Here's an example of configuration (file /etc/vector/vector.yaml) who's ingesting the stdout and stderr of docker containers and log files produced by a gitlab instance :

sources:
  log_docker:
    type: docker_logs

  log_files:
    type: file
    include:
      - "/var/opt/gitlab/gitlab-ci/builds/*/*/*.log"

transforms:
  remap_app_logs:
    inputs:
      - "log_files"
      - "log_docker"

    type: "remap"
    source: |
      .timestamp_nanos, _ = to_unix_timestamp(.timestamp, unit: "nanoseconds")

      .message = string!(.message)

      if contains(.message, "error", case_sensitive: false) || contains(.message, "errno", case_sensitive: false) {
        .message = replace(.message, r'^ERROR:[^:]*:', "")
        .severity_text = "ERROR"
      } else if contains(.message, "warn", case_sensitive: false) {
        .message = replace(.message, r'^WARNING:[^:]*:', "")
        .severity_text = "WARN"
      } else if contains(.message, "debug", case_sensitive: false) {
        .message = replace(.message, r'^DEBUG:[^:]*:', "")
        .severity_text = "DEBUG"
      } else {
        .message = replace(.message, r'^INFO:[^:]*:', "")
        .severity_text = "INFO"
      }

      .body, err = parse_json(.message)
      if err != null || is_null(.body) {
        .body = {"message": .message}
      } else {
        .body.message = .message
      }

      .resource_attributes.host.hostname, _ = get_hostname()

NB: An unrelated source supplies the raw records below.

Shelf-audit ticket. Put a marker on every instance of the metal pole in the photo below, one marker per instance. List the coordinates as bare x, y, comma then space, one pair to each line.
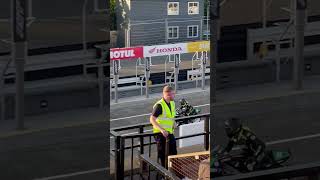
147, 75
19, 54
264, 13
299, 44
166, 152
207, 130
116, 77
117, 158
214, 28
2, 98
208, 5
166, 31
30, 8
203, 66
96, 7
101, 82
278, 61
176, 71
201, 29
84, 30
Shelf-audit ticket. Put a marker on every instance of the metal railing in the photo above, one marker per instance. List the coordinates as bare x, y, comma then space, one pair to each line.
119, 150
311, 171
163, 171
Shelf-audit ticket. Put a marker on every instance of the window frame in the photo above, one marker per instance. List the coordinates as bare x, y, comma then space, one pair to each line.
197, 2
188, 32
172, 32
178, 8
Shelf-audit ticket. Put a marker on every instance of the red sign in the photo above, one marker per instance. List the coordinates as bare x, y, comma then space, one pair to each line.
126, 53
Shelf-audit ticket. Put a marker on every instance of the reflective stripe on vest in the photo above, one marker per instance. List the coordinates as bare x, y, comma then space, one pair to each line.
165, 120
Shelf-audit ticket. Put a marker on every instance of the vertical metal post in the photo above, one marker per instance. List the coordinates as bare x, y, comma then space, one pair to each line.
203, 64
84, 26
206, 130
116, 77
264, 13
96, 6
176, 71
166, 31
122, 155
30, 8
201, 29
208, 5
118, 170
278, 64
101, 82
299, 44
147, 74
141, 139
19, 54
2, 97
214, 28
166, 153
131, 169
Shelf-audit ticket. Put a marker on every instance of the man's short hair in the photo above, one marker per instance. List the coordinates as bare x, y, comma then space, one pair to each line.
167, 89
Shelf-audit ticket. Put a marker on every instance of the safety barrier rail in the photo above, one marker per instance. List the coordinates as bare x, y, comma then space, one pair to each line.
119, 150
310, 170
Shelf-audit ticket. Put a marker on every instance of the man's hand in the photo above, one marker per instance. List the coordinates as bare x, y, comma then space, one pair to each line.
164, 133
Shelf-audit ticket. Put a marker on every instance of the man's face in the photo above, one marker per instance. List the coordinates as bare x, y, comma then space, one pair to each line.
168, 95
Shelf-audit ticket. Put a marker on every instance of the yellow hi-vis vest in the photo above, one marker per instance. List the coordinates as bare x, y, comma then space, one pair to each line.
166, 119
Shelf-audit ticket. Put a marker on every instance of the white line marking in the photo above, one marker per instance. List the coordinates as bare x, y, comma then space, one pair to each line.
73, 174
140, 115
103, 169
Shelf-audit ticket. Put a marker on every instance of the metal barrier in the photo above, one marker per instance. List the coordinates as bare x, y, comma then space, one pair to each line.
163, 171
120, 140
311, 171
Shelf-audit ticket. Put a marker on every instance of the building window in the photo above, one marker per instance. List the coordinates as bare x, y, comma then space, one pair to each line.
193, 31
173, 8
193, 7
173, 32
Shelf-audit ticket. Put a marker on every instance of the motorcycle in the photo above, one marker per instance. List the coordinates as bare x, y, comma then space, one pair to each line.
233, 163
185, 110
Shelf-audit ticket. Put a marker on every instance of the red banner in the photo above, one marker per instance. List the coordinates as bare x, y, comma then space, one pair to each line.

      if is_string(.container_name) {
        .service_name = .container_name
        .resource_attributes.service.name = .container_name
        .body.container_name = .container_name
      } else {
        .service_name = .resource_attributes.host.hostname
        .resource_attributes.service.name = .resource_attributes.host.hostname
      }

      if is_string(.container_id) {
        .body.container_id = del(.container_id)
      }

      if ! is_null(.container_created_at) {
        .body.container_created_at = del(.container_created_at)
      }

      if is_string(.stream) {
        .body.stream = del(.stream)
      }

      if is_string(.file) {
        .body.file = del(.file)
      }

      if is_string(.host) {
        .body.host = del(.host)
      }

      if is_string(.image) {
        .body.image = del(.image)
      }

      if ! is_null(.label) {
        .body.label = del(.label)
      }

      if is_string(.source_type) {
        .resource_attributes.source_type = .source_type
      } else if is_string(.container_name) {
        .resource_attributes.source_type = "docker"
      }

      del(.message)
      del(.timestamp)
      del(.source_type)
      del(.container_name)

sinks:
  quickwit_logs:
    type: "http"
    method: "post"
    inputs: ["remap_app_logs"]
    encoding:
      codec: "json"
    framing:
      method: "newline_delimited"
    uri: "https://quickwit:XXXXXXX@quickwit.comwork.io:443/api/v1/otel-logs-v0_7/ingest"

Replace XXXXXXX by the password defined in qw.keys.